Aus dem Grundrecht auf Gewährleistung eins menschenwürdigen Existenzminimums aus Art 1 Abs 1 GG i. V. m. Art 20 Abs. 1 GG folgt, dass bei Bedürftigkeit für wirtschaftlich aktive jedoch erwerbslose Unionsbürger Leistungen nach dem 3. Kapitel des Sozialgesetzbuches Zwölftes Buch (SGB XII) in Betracht kommen müssen. Die Sperrwirkung des § 21 Satz 1 Sozialgesetzbuch Zwölftes Buch (SGB XII) erstreckt sich deshalb nicht auf vom Leistungsausschluss gem. § 7 Abs. 1 S. 2 Nr. 2 SGB II betroffene EU-Ausländer.
Der Leistungsausschluss gem. § 23 Abs. 2 Satz 1 SGB XII steht einer grundsätzlichen Anspruchsberechtigung nach dem 3. Kapitel des SGB XII jedenfalls für Staatsangehörige eines der Signaturstaaten des Europäischen Fürsorgeabkommens (EFA) nicht entgegen.
Die Beschwerde der Antragsteller gegen den Beschluss des Sozialgerichts Kiel vom 2. Oktober 2015 wird zurückgewiesen. Außergerichtliche Kosten sind auch für das Beschwerdeverfahren nicht zu erstatten. Der Antrag auf Bewilligung von Prozesskostenhilfe für das Beschwerdeverfahren wird abgelehnt.

Gründe:

I.

Die Beteiligten streiten im einstweiligen Rechtsschutz um die vorläufige Gewährung von existenzsichernden Leistungen zum Lebensunterhalt. Insbesondere geht es um die Frage, ob der Antragsteller zu 2) als erwerbsfähiger Unionsbürger von Leistungen der Grundsicherung nach dem Sozialgesetzbuch Zweites Buch (SGB II) und auch nach dem Sozialhilferecht (SGB XII) ausgeschlossen ist.
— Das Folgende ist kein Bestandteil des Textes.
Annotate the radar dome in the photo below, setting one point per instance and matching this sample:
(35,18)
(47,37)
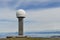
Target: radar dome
(20,13)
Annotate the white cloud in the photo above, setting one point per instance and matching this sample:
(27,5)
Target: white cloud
(47,19)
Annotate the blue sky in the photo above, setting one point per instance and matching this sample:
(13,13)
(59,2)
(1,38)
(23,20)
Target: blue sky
(42,15)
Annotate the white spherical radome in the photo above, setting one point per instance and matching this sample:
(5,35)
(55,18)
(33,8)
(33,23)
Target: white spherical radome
(20,13)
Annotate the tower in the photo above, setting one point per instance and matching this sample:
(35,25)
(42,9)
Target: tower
(20,15)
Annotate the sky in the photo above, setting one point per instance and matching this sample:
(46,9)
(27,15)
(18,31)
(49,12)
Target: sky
(41,15)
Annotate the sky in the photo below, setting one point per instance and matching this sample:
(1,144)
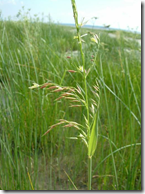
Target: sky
(122,14)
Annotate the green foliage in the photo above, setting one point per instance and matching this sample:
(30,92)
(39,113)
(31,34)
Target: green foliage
(36,52)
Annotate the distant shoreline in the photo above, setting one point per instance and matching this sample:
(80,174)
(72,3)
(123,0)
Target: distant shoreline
(99,27)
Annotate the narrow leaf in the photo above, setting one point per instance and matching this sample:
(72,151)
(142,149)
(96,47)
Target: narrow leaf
(93,137)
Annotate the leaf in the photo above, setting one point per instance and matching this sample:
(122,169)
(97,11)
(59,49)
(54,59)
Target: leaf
(35,85)
(93,137)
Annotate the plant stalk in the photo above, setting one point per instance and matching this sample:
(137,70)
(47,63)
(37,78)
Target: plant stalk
(85,87)
(89,173)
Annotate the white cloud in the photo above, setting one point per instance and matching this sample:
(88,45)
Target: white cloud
(4,2)
(12,2)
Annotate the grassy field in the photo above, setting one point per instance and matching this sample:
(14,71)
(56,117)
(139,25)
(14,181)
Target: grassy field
(37,52)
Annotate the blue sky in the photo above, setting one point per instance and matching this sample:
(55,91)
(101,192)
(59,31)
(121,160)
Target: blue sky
(117,13)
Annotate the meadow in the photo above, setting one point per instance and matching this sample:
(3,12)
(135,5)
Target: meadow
(32,51)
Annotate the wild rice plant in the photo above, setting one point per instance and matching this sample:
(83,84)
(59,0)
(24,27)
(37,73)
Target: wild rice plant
(78,97)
Die am. 1990 geborene Antragstellerin zu 1) ist deutsche Staatsangehörige und hat im August 2011 ihre Ausbildung zur Fremdsprachenkorrespondentin in K abgeschlossen. Sie verfügt derzeit über kein Erwerbseinkommen. Der am. 1981 in Griechenland geborene Antragsteller zu 2) ist griechischer Staatsangehöriger. Bereits im November 2013 reiste er von Griechenland aus nach Deutschland ein und wohnte bei seiner damals berufstätigen Freundin, der Antragstellerin zu 1), in K und zwar im Haus der Eltern der Antragstellerin zu 1) (Bestätigung der Eltern, Bl. 36 VA). Er war bereits im November 2013 vorübergehend beim Antragsgegner als arbeitsuchend gemeldet.
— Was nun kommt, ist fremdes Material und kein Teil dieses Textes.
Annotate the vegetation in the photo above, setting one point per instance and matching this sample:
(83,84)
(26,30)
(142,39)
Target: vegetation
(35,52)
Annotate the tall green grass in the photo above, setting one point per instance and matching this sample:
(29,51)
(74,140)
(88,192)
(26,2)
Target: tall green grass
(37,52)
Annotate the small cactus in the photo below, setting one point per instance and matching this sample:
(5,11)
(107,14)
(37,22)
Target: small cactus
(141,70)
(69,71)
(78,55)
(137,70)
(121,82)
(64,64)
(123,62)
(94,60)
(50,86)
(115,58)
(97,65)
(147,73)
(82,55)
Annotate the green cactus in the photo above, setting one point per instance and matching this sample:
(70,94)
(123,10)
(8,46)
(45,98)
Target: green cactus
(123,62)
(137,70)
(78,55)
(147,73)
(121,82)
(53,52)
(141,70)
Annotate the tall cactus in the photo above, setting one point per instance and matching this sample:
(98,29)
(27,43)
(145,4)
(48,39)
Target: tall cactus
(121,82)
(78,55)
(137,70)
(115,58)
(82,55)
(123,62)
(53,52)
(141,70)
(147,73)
In der Folgezeit hielten sich die Antragsteller im europäischen Ausland auf (u.a. in C in Spanien und in Großbritannien). Jedenfalls der Antragsteller zu 2) arbeitete nicht nur geringfügig in G (vgl. Verdienstbescheinigungen von März bis Mai 2015 über ein monatliches Nettoentgelt von 1.481,29 Britisches Pfund). Im Mai 2015 reisten die Antragsteller gemeinsam wieder nach Deutschland ein und leben seit dem 22. Mai 2015 mit den Eltern der Antragstellerin zu 1) in deren Haus in K. Nach einer Bescheinigung der Eltern (Bl. 37 VA) betragen ihre "Wohnnebenkosten (Müllentsorgung, Gas, Wasser, Strom)" pauschal 125,00 EUR monatlich. Der Antragsteller zu 2) hat mehrere Initiativbewerbungen unternommen und besucht einen Sprachkurs, um Deutschkenntnisse zu erwerben.
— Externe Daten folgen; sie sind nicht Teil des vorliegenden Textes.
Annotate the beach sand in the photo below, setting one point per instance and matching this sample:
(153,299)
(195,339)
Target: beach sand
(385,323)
Am 28. Mai 2015 beantragten die Antragsteller ausdrücklich als Bedarfsgemeinschaft beim Antragsgegner Leistungen der Grundsicherung für Arbeitsuchende nach dem SGB II. Formularmäßig wurde eine Unterstützung durch Verwandte und Verschwägerte verneint. Mit Bescheid vom 21. Juli 2015 lehnte der Antragsgegner den Antrag des Antragstellers zu 2) in vollem Umfang ab. Gleichzeitig bewilligte er der Antragstellerin zu 1) monatliche Leistungen in Höhe von 327,50 EUR für die Zeit von Juni bis 30. November 2015 und einen anteiliger Betrag für den Monat Mai 2015. Dabei rechnete der Antragsgegner ausgehend von einem Regelbedarf von 360,00 EUR ein Einkommen in Form von sonstigem Unterhalt in Höhe von 125,00 EUR (bereinigt 95,00 EUR) an, was zu einem Regelbedarf in Höhe von 265,00 EUR führte. Außerdem berücksichtigte er einen anteiligen Bedarf für die Kosten der Unterkunft in Höhe von 62,50 EUR und damit die Hälfte der in Höhe von 125,00 EUR nach seiner Ansicht geltend gemachten Kosten für die Unterkunft. Gegen diesen Bescheid haben die Antragsteller Widerspruch eingelegt, der mit Widerspruchsbescheid vom 5. Oktober 2015 zurückgewiesen wurde. Der Antragsteller zu 2) könne sein Aufenthaltsrecht in der Bundesrepublik Deutschland allein auf die Arbeitsuche stützen und sei daher von Leistungen der Grundsicherung für Arbeitsuchende nach § 7 Abs. 1 Satz 2 Nr. 1 und 1 SGB II ausgeschlossen. Er könne als nicht verheirateter Lebensgefährte sein Aufenthaltsrecht auch nicht als Familienangehöriger von der Antragstellerin zu 1) ableiten. Das Klageverfahren ist beim Sozialgericht Kiel inzwischen anhängig.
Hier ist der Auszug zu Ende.